Vedevo l’altra sera More e La vallée e di Barbet Shroeder, film della fine degli anni ’60 che sono animati da uno spirito psichedelico, con le musiche dei Pink Floyd e una serie di mezzi stilistici cinematografici come il contro-luce, il ralenti, il montaggio veloce, le panoramiche a schiaffo, gli zoom ecc. realizzati per provocare nello spettatore un senso di spaesamento spazio-temporale, un effetto, per l’appunto, psichedelico. Siamo negli anni degli hippy e del LSD ovviamente. Non si tratta di grandi film ma ugualmente ne sono sempre rimasto affascinato, così come dall’ingenuo psichedelismo di Roger Corman e i suoi sogni allucinati in The Trip con Peter Fonda e Dennis Hopper. Così come mi ha sempre catturato la psichedelia più giocosa dei film dei Beatles come Help! di Richard Lester o di Magical Mistery Tour dei Beatles.

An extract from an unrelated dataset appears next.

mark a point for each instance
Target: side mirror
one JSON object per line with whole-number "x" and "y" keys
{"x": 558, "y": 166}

Mi affascina anche l’idea di una ricerca sullo stile psichedelico e sul fatto che si possa persino cercare di definire una sorta di genere: il cinema psichedelico. O forse un “meta-genere” che attraversa diversi generi come l’animazione per Yellow Submarine, il cinema d’autore: mi viene in mente il potentissimo finale di Zabriskie Point di Michelangelo Antonioni, l’esplosione sognata che frantuma in un ralenti davvero alienante oggetti comuni e quotidiani sul ritmo ipnotico, ancora una volta, dei Pink Floyd. Ma anche il documentario, come nel caso di Tonite Let’s All Make Love in London o Pink Floyd London ’66 – ’67 dell’inglese Peter Whitehead, figura di culto del cinema documentario che finalmente viene riscoperto attraverso una retrospettiva che gli dedica il Festival di Bellaria, l’appuntamento annuale (5-9 giugno) con il cinema documentario. Peter Whitehead porterà a Bellaria i suoi sixties, i volti della Londra swinging e psichedelica (dai Rolling Stones a Michael Caine, Vanessa Redgrave, Eric Burdon e, ovviamente, i Pink Floyd), la cultura psichedelica, le lunghe suite ipnotiche e, a tratti, rumoristiche, i vestiti floreali e svolazzanti, ma anche un cinema “libero” e liberato dalle convenzioni narrative, più vicino al cinema di avanguardia e sperimentale, deciso ad impressionare il suo pubblico, ad ubriacarlo seguendo percorsi stilistici sperimentali.